The core of the Beatles, i.e., John, Paul & George, started as a skiffle (blues, folk, country & jazz influences) group in Liverpool while the boys were in their mid-teens. They went on to work as a backing band for other more notable artists in the UK while trying to find a permanent drummer. After an extended residence as the house band at various venues in Germany in the early 60s they returned to England where they met manager Brian Epstein and eventually producer George Martin. The rest is history as they rode high on the crest of the wave that was the British Invasion.  

My favorite Beatles albums from Kitsap Regional Library's collection are:

Abbey Road (1970)

The best-selling studio album and the last project recorded by The Beatles. In spite of being created during the band’s emotional nadir, it’s a masterpiece showing the breadth, depth and full musical range of the Fab Four.

Abbey Road was the next to last album released by the band.  It had individual compositions on one side and medleys (mostly) on the other.

Highlights: All of side two beginning with Here Comes the Sun right through to Her Majesty. If I was told that I could listen to one album for the rest of my life Abbey Road would be it!

Let It Be (1970)

The second to last recordings and the  last studio project released by The Beatles. Let It Be was held up because the band wanted to release a movie and book at the same time. Nearly all of the tracks were recorded before the Abbey Road sessions.

New manager Alan Klein (yes the same Alan Klein who’d stolen The Rolling Stones music rights) didn’t like Alan Parson’s engineering so he gave the tracks to Phil Spector to remix. Spector, famous for his “Wall of Sound”, proceeded to produce the album with overdubs, loops, choirs and strings.

Lennon thought Spector did a nice job with less than stellar material. McCartney was disappointed because he was going for a stripped down, back to basics sound. The public wasn’t aware of the difference until McCartney removed the Spector additions and remixed the album for the 2003 release, Let It Be…Naked.

Highlights: Two of Us, I Dig a Pony, Let It Be, I’ve Got a Feeling

Sgt. Pepper’s Lonely Hearts Club Band (1967)

This recording holds the distinction of being the Beatles album with the longest tenure in the number one spot (27 weeks).

In the summer of 1966 The Beatles retired as a touring band to focus on studio work. Now that they no longer had to worry about recreating the songs in live performance they were free to experiment with sound and arrangements.

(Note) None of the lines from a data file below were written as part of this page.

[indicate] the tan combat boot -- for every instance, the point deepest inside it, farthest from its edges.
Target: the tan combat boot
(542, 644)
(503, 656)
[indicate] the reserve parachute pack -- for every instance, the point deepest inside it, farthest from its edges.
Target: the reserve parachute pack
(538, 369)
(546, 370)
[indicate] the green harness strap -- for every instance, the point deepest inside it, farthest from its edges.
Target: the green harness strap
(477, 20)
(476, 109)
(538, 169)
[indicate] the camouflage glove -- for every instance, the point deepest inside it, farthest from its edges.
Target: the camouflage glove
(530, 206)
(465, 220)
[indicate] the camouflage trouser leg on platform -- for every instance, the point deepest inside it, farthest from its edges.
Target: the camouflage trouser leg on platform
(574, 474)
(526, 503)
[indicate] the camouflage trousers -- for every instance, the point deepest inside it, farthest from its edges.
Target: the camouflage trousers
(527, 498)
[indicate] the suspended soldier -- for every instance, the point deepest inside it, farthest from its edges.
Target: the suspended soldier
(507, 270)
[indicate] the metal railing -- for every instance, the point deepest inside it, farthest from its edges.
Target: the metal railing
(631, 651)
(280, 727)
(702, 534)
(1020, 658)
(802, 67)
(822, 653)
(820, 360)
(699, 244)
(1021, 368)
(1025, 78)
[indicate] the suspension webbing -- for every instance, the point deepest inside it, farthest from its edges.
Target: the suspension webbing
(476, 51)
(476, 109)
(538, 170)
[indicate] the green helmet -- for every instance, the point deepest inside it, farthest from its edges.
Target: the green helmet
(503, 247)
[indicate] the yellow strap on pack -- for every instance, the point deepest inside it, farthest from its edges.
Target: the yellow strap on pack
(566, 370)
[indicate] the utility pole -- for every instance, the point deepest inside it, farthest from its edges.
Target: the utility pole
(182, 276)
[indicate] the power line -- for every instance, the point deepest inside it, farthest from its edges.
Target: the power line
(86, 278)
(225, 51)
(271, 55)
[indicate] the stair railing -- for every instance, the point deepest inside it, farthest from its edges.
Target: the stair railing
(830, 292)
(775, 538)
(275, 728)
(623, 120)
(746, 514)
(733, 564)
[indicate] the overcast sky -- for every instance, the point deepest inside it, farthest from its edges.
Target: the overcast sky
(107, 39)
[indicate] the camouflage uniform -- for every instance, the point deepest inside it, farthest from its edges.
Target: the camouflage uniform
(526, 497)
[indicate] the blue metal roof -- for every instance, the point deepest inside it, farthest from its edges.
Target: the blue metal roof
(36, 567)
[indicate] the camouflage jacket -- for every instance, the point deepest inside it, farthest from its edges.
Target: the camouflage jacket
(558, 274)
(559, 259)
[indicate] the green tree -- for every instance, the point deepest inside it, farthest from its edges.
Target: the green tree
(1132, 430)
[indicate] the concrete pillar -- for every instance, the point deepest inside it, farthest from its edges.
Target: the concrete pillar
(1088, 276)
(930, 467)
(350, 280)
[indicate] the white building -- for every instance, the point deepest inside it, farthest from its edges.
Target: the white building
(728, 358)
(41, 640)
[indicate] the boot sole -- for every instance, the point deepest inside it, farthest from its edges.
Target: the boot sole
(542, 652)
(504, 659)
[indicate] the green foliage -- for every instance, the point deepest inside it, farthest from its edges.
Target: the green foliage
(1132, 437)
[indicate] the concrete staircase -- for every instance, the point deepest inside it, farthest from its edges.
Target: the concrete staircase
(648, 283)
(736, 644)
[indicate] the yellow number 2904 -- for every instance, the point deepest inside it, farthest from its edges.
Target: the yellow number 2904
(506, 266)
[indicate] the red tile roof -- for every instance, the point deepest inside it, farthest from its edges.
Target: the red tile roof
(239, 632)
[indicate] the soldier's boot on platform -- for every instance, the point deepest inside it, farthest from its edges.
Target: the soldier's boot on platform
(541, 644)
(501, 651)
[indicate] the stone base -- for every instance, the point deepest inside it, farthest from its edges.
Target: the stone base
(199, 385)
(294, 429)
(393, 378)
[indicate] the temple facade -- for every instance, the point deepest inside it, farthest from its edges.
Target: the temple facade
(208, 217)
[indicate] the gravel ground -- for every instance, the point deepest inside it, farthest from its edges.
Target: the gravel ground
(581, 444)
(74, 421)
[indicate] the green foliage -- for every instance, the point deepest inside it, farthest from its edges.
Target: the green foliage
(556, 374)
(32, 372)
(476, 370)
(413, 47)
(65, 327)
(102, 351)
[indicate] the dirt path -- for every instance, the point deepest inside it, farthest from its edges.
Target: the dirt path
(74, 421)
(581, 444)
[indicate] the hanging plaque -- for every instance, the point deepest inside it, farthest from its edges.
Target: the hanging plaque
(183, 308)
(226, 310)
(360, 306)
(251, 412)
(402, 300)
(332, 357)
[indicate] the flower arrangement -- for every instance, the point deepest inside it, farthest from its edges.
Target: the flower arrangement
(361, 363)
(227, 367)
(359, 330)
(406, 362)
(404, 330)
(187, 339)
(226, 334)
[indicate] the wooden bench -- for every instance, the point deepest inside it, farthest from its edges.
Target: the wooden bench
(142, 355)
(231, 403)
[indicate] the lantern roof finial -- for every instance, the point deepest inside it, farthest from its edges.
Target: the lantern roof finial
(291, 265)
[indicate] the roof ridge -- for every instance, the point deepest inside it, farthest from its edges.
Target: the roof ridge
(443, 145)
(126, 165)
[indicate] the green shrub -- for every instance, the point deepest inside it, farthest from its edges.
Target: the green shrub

Sgt. Pepper’s Lonely Hearts Club Band let's you hear the influences on The Beatles music, from the show tunes and pop music they heard over the radio as kids to the rockabilly, folk, blues and country that filled the airwaves of their teen years.

Highlights: With a Little Help from My Friends, Lucy in the Sky…, A Day in the Life

 

The library has many Beatles recordings in addition to the music of many other performers so stop by your neighborhood branch and check out a few CDs.